Literature DB >> 26336116

Semantic Image Segmentation with Contextual Hierarchical Models.

Mojtaba Seyedhosseini, Tolga Tasdizen.   

Abstract

Semantic segmentation is the problem of assigning an object label to each pixel. It unifies the image segmentation and object recognition problems. The importance of using contextual information in semantic segmentation frameworks has been widely realized in the field. We propose a contextual framework, called contextual hierarchical model (CHM), which learns contextual information in a hierarchical framework for semantic segmentation.

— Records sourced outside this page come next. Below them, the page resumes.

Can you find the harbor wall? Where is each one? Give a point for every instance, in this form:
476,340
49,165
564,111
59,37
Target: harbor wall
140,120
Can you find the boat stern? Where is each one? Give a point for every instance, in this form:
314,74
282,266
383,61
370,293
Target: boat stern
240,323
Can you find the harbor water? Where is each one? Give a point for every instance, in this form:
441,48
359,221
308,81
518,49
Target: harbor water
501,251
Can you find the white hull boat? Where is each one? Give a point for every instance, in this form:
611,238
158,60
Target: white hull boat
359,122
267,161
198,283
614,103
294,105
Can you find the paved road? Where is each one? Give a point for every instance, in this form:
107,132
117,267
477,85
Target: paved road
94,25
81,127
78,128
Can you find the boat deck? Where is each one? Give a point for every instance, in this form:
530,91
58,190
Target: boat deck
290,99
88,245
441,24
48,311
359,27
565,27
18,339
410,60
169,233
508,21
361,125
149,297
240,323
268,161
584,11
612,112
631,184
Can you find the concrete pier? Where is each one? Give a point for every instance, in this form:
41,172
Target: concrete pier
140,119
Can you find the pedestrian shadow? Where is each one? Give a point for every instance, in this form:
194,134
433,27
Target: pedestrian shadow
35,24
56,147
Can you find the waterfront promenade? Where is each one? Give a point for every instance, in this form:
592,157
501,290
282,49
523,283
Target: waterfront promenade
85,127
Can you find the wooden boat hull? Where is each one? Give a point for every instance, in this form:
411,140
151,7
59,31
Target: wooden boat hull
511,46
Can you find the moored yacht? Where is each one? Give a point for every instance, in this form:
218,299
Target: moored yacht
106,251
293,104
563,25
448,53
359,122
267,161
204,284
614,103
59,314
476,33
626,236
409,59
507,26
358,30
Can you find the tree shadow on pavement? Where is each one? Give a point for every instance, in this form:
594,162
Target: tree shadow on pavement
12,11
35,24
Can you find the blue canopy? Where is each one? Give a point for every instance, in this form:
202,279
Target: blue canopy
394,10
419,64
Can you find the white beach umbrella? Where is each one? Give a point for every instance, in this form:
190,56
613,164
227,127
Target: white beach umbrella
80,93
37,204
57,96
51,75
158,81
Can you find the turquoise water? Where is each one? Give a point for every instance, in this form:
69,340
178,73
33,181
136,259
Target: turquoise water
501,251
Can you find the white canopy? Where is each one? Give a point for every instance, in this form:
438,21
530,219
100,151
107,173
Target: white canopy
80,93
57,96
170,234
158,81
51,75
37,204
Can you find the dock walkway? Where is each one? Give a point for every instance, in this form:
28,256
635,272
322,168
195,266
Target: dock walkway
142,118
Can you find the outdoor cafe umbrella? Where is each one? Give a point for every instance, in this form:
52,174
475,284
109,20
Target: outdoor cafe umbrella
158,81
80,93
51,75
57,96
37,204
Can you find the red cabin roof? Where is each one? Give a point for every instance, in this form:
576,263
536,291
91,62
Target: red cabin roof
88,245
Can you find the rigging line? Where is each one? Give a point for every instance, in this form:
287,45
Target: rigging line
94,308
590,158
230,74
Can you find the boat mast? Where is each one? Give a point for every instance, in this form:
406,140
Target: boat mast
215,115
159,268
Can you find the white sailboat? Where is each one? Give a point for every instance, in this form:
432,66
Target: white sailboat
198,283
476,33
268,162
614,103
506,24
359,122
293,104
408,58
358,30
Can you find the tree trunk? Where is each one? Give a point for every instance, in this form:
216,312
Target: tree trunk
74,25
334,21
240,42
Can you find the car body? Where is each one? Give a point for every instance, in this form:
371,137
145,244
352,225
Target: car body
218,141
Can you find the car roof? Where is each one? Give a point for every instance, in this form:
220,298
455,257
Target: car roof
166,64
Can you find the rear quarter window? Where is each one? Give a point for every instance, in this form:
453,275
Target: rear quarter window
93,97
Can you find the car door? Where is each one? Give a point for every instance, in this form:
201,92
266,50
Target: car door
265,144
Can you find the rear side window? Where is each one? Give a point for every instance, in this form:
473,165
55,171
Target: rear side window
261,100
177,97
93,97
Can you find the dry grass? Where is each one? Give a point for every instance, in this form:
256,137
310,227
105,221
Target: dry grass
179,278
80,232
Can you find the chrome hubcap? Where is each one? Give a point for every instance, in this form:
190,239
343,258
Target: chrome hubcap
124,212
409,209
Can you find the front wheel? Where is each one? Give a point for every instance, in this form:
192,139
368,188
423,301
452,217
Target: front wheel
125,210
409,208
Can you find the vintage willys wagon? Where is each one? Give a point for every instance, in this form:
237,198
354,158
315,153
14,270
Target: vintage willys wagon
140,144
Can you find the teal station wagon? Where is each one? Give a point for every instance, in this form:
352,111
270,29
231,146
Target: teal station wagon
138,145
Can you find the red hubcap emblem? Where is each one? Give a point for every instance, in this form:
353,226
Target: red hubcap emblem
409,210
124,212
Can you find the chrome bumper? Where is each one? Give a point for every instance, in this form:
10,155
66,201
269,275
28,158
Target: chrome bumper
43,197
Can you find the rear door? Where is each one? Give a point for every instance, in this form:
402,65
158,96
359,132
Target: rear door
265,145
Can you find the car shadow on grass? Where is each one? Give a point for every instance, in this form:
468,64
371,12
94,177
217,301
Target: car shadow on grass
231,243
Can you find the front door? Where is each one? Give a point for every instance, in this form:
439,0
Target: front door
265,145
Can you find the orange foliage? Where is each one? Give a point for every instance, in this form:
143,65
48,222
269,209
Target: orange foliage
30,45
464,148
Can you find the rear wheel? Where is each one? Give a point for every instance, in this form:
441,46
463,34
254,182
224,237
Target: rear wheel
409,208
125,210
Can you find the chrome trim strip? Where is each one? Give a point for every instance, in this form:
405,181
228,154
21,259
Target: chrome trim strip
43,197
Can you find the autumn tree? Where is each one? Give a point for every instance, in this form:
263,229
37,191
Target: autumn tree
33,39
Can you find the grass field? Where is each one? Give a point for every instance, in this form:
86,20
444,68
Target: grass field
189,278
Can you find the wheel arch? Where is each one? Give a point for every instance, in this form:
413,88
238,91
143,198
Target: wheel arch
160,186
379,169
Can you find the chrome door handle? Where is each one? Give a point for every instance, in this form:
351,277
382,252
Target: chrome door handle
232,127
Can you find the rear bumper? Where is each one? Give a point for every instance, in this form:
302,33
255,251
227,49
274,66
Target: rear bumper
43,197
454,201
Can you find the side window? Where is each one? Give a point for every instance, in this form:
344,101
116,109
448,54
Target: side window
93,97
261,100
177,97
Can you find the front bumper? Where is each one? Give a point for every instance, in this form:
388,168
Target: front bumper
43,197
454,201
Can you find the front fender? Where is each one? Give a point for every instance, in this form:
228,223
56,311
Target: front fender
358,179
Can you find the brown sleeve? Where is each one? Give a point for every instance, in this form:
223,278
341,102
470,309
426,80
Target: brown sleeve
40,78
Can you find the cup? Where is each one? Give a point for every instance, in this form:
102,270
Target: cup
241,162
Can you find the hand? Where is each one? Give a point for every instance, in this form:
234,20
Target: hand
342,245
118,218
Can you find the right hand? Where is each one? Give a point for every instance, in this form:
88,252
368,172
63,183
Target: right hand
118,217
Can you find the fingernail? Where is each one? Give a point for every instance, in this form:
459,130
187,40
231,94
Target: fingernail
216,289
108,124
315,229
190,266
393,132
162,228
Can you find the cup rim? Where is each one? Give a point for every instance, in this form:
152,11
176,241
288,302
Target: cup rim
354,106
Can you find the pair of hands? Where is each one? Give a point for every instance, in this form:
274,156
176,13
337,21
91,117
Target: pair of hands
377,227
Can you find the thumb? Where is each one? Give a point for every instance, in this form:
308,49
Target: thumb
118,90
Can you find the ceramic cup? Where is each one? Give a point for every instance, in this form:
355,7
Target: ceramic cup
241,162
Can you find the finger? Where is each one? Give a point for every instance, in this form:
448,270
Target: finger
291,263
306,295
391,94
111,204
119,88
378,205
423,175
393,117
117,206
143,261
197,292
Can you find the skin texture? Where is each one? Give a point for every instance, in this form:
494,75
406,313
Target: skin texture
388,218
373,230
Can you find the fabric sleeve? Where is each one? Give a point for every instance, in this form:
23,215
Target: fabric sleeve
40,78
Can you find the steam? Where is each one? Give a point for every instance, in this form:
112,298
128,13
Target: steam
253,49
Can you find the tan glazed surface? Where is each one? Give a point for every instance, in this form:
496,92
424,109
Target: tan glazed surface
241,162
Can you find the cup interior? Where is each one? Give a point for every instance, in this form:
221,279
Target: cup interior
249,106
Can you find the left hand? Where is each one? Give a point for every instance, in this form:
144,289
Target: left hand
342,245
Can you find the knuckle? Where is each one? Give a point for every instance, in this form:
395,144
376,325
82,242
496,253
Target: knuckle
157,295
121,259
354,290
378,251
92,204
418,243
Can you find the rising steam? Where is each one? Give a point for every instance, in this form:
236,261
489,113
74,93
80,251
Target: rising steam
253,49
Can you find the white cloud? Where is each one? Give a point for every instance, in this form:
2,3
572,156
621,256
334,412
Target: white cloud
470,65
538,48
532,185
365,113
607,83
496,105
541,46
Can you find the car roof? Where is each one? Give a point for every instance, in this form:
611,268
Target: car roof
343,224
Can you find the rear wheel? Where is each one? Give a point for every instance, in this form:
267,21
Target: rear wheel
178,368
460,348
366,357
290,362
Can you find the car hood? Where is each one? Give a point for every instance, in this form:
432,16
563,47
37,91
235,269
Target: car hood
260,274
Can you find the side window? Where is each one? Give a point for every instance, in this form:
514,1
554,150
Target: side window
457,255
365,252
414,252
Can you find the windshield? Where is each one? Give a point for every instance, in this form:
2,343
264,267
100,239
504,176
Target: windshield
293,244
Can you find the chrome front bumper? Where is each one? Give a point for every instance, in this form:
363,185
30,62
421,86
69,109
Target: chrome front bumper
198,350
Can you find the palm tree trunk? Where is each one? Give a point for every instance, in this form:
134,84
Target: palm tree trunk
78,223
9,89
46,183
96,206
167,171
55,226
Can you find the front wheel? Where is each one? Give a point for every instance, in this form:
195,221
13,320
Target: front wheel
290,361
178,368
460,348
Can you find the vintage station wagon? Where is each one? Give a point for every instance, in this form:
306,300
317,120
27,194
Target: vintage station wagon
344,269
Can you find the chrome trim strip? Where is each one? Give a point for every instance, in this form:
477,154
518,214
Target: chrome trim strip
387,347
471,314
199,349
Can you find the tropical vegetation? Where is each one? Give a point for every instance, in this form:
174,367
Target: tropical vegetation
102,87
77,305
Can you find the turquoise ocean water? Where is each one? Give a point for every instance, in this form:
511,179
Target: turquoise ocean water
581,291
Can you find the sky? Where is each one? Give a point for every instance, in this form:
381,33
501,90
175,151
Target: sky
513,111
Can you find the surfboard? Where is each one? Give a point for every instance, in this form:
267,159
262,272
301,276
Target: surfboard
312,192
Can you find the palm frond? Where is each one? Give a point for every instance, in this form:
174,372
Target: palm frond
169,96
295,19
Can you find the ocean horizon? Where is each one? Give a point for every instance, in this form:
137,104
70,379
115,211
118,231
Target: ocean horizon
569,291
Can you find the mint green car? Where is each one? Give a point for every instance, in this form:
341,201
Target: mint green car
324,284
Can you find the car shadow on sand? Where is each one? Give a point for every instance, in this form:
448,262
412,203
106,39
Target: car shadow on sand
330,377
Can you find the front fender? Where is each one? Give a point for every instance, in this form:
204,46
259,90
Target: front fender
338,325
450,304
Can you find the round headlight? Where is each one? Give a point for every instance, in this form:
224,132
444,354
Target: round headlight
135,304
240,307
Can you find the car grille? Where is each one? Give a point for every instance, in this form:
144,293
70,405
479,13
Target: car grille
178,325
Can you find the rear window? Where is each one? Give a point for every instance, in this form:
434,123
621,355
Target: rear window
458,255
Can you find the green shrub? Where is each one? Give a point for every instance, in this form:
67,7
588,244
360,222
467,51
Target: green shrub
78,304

At each level of the hierarchy, a classifier is trained based on downsampled input images and outputs of previous levels. Our model then incorporates the resulting multi-resolution contextual information into a classifier to segment the input image at original resolution. This training strategy allows for optimization of a joint posterior probability at multiple resolutions through the hierarchy. Contextual hierarchical model is purely based on the input image patches and does not make use of any fragments or shape examples. Hence, it is applicable to a variety of problems such as object segmentation and edge detection. We demonstrate that CHM performs at par with state-of-the-art on Stanford background and Weizmann horse datasets. It also outperforms state-of-the-art edge detection methods on NYU depth dataset and achieves state-of-the-art on Berkeley segmentation dataset (BSDS 500).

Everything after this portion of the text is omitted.